はじめに
re:Invent 直前ですね!
ここ数日、 AWS の What's New も更新がなくなり、いよいよ本番を待つのみ!といった感じでしょうか?
今回は DynamoDB の以下のアップデートを紹介してみます。
DynamoDB のマルチ属性複合キーにより、GSI で最大 8 属性(パーティションキー: 4、ソートキー: 4)を組み合わせて使用できるようになりました。という更新です。

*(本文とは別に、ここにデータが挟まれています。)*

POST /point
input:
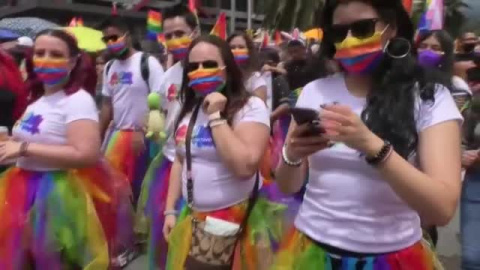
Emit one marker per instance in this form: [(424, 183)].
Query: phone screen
[(307, 116)]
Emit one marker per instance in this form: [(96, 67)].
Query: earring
[(398, 48)]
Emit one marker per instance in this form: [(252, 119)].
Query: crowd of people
[(341, 154)]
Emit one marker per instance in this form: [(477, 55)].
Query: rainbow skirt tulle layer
[(151, 205), (254, 251), (118, 149), (74, 219), (298, 252)]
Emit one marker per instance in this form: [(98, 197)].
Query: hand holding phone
[(307, 116)]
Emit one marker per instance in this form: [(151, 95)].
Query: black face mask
[(469, 47)]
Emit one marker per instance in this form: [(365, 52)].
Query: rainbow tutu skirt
[(73, 219), (256, 248), (298, 252), (151, 205), (118, 150)]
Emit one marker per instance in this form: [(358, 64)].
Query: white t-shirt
[(45, 121), (124, 84), (169, 89), (215, 186), (347, 204), (255, 81), (267, 76)]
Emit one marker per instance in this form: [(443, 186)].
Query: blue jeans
[(470, 221)]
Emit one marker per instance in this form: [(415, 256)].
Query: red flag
[(408, 4), (114, 9), (73, 22), (161, 39), (79, 21), (266, 40), (278, 38), (192, 5), (220, 28)]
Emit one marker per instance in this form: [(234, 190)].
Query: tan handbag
[(208, 251)]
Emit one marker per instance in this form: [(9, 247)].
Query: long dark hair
[(82, 76), (397, 82), (447, 44), (234, 90), (252, 64)]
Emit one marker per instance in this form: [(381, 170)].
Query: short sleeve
[(106, 90), (304, 96), (258, 81), (442, 109), (156, 74), (81, 106), (254, 111)]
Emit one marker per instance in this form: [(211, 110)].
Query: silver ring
[(397, 56)]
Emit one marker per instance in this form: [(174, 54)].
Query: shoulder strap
[(108, 66), (188, 154), (145, 68)]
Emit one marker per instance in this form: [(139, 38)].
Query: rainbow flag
[(192, 5), (161, 39), (220, 28), (154, 24)]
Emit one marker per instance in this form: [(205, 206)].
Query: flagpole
[(233, 5), (249, 13)]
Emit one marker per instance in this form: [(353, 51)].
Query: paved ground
[(449, 244), (448, 248)]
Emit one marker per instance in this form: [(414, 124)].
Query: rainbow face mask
[(51, 71), (241, 56), (118, 47), (178, 47), (206, 81), (360, 56)]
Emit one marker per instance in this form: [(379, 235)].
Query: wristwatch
[(214, 116)]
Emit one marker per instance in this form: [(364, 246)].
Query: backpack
[(144, 68)]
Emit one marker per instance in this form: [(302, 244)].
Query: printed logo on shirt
[(201, 136), (181, 135), (121, 78), (172, 92), (31, 123)]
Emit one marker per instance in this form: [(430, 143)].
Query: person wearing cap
[(376, 158)]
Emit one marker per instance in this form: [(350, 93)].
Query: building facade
[(94, 11)]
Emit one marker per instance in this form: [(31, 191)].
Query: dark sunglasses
[(192, 66), (177, 34), (359, 29), (112, 38)]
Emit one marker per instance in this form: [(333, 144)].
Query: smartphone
[(310, 116)]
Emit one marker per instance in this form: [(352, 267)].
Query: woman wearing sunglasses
[(221, 135), (378, 159), (60, 204), (436, 51), (246, 58)]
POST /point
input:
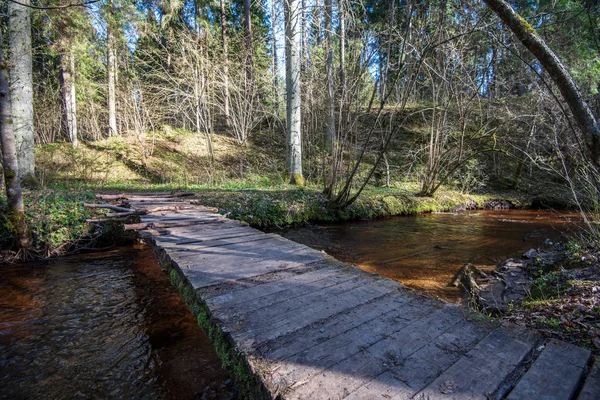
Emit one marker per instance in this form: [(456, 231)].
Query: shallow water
[(426, 251), (103, 325)]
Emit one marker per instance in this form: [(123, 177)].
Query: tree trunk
[(225, 65), (342, 17), (248, 37), (67, 80), (16, 209), (556, 70), (384, 76), (275, 61), (292, 78), (330, 133), (21, 85), (111, 71)]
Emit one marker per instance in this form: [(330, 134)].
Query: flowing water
[(103, 325), (426, 251)]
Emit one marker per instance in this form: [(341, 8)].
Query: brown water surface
[(104, 325), (426, 251)]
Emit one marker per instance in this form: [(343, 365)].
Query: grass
[(248, 183)]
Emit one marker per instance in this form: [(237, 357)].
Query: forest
[(475, 122), (343, 109)]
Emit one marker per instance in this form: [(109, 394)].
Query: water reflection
[(102, 325), (426, 251)]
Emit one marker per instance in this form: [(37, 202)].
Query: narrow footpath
[(292, 322)]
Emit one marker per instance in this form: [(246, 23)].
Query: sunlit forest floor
[(248, 182)]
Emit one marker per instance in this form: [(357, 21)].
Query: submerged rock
[(530, 254)]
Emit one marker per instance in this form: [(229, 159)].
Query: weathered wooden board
[(554, 375), (314, 328), (591, 387), (477, 374)]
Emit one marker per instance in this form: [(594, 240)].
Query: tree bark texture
[(111, 65), (556, 70), (67, 80), (274, 55), (225, 65), (292, 78), (330, 133), (248, 37), (16, 209), (21, 85)]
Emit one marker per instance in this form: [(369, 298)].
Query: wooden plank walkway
[(294, 323)]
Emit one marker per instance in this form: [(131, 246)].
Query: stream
[(102, 325), (110, 325), (426, 251)]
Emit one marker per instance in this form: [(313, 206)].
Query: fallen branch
[(145, 211), (108, 206), (145, 197), (98, 220)]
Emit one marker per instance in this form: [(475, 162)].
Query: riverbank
[(57, 217), (57, 221), (554, 289)]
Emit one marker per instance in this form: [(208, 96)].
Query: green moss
[(9, 173), (298, 180), (526, 25), (249, 384)]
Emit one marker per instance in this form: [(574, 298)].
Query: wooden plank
[(342, 379), (299, 318), (477, 374), (591, 387), (321, 331), (317, 329), (220, 266), (292, 298), (425, 365), (204, 235), (303, 365), (199, 244), (554, 375), (312, 297), (386, 386), (273, 292)]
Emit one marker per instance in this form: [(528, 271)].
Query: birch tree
[(111, 67), (16, 209), (292, 80), (225, 64), (21, 85)]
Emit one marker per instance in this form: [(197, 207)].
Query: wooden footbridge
[(294, 323)]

これまで複数の属性でソート、検索を実施する場合は、各属性を文字列結合した属性を用意する必要がありましたが、これが不要になるアップデートです。
DynamoDB の簡単なおさらい
私のような、長年 RDS のみ使っていた人間からすると、DynamoDB の用語や制限に少し戸惑うので、一旦簡単におさらいします。

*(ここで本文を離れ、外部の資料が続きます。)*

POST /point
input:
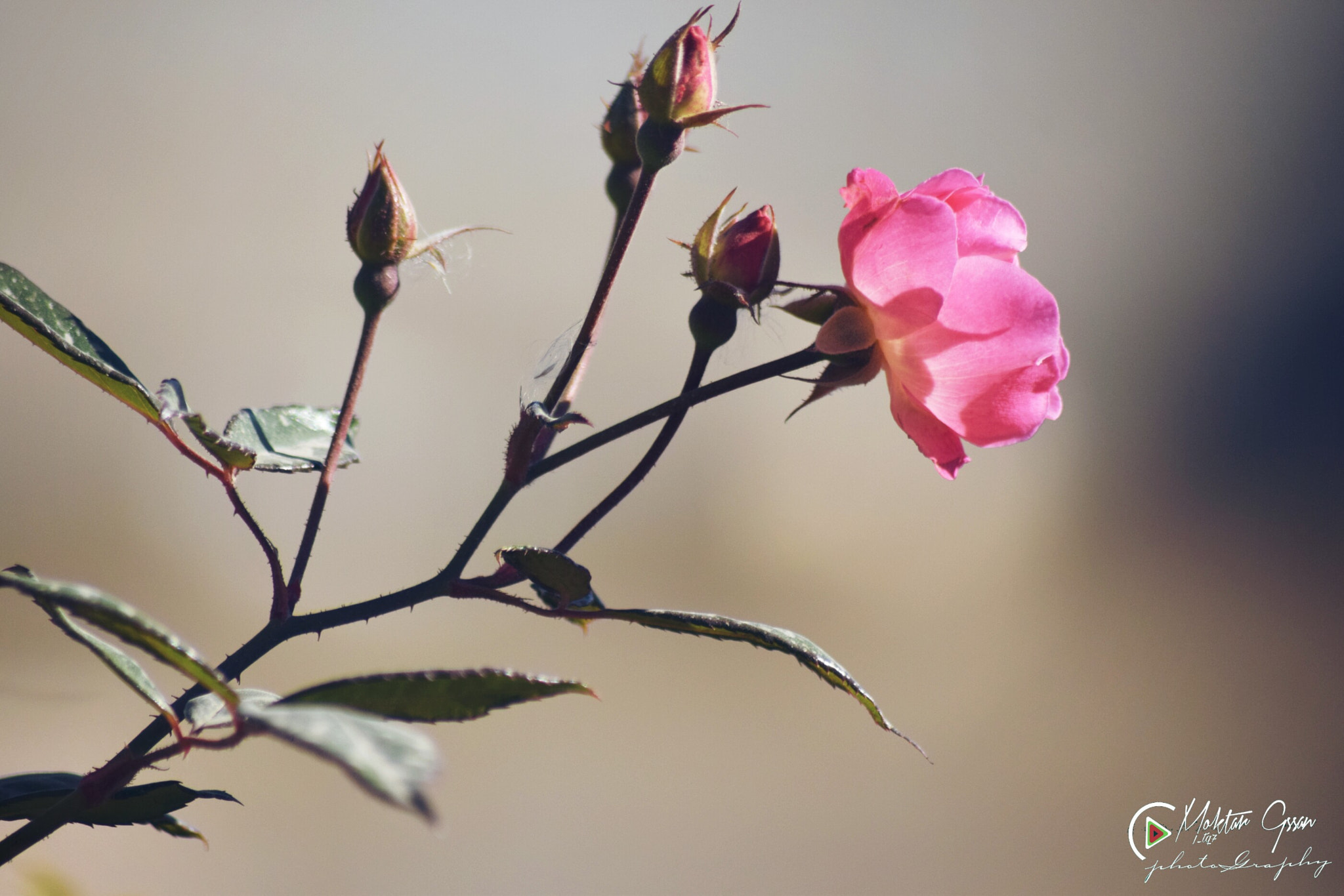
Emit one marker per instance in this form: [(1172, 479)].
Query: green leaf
[(175, 828), (555, 573), (209, 711), (769, 637), (124, 621), (23, 797), (174, 406), (50, 325), (121, 665), (436, 696), (390, 762), (291, 438)]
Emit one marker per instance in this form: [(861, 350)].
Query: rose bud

今回は以下のようなゲームのハイスコアを管理するテーブルを例に、DynamoDB のインデックス構造を確認していきます。
テーブル構成例
DynamoDB では、以下のようなデータの集まりを「テーブル」と呼びます。
また、1行を「アイテム」、各列(UserId、GameName など)を「属性」と呼びます。
| UserId | GameName | HighScore | ScoreDate |
|---|---|---|---|
| user1 | PuzzleQuest | 15000 | 2025-01-01 |
| user1 | SpaceShooter | 28000 | 2025-01-02 |
| user1 | RacingChamp | 22000 | 2025-01-03 |
| user2 | PuzzleQuest | 18000 | 2025-01-01 |
| user2 | SpaceShooter | 32000 | 2025-01-02 |
なお、属性はアイテムによって異なる構成にすることも可能です。
プライマリキー(Primary Key)
DynamoDB のテーブルには必ずアイテムを一意に識別できるプライマリキーが必要です。

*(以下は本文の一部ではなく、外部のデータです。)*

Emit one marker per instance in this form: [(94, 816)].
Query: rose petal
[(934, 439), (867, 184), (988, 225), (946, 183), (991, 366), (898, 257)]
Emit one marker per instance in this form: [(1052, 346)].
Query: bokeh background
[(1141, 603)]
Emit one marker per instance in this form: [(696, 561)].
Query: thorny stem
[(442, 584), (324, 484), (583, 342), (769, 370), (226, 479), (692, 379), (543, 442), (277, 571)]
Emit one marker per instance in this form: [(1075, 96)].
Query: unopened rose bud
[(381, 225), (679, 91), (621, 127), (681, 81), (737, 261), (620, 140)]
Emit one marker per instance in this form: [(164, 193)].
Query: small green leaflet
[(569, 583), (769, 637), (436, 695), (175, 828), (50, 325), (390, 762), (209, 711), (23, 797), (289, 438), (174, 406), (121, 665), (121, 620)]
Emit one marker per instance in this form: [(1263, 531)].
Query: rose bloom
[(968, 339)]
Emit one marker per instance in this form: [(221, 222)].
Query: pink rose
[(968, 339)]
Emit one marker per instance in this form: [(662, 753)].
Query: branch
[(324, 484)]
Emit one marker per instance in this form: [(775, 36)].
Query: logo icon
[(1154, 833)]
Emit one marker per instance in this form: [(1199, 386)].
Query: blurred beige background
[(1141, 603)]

プライマリキーは、パーティションキー(Partition Key)とソートキー(Sort Key)で構成されます。
パーティションキーのみ
1 つの属性(パーティションキー)で構成するケースです。
パーティションキーでの検索は完全一致(=)のみで、部分一致や範囲検索はできません。
DynamoDB はパーティション単位でスループット制限を設けており、特定のパーティションにアクセスが集中する「ホットパーティション」を避け、スロットリングを防ぐ必要があります。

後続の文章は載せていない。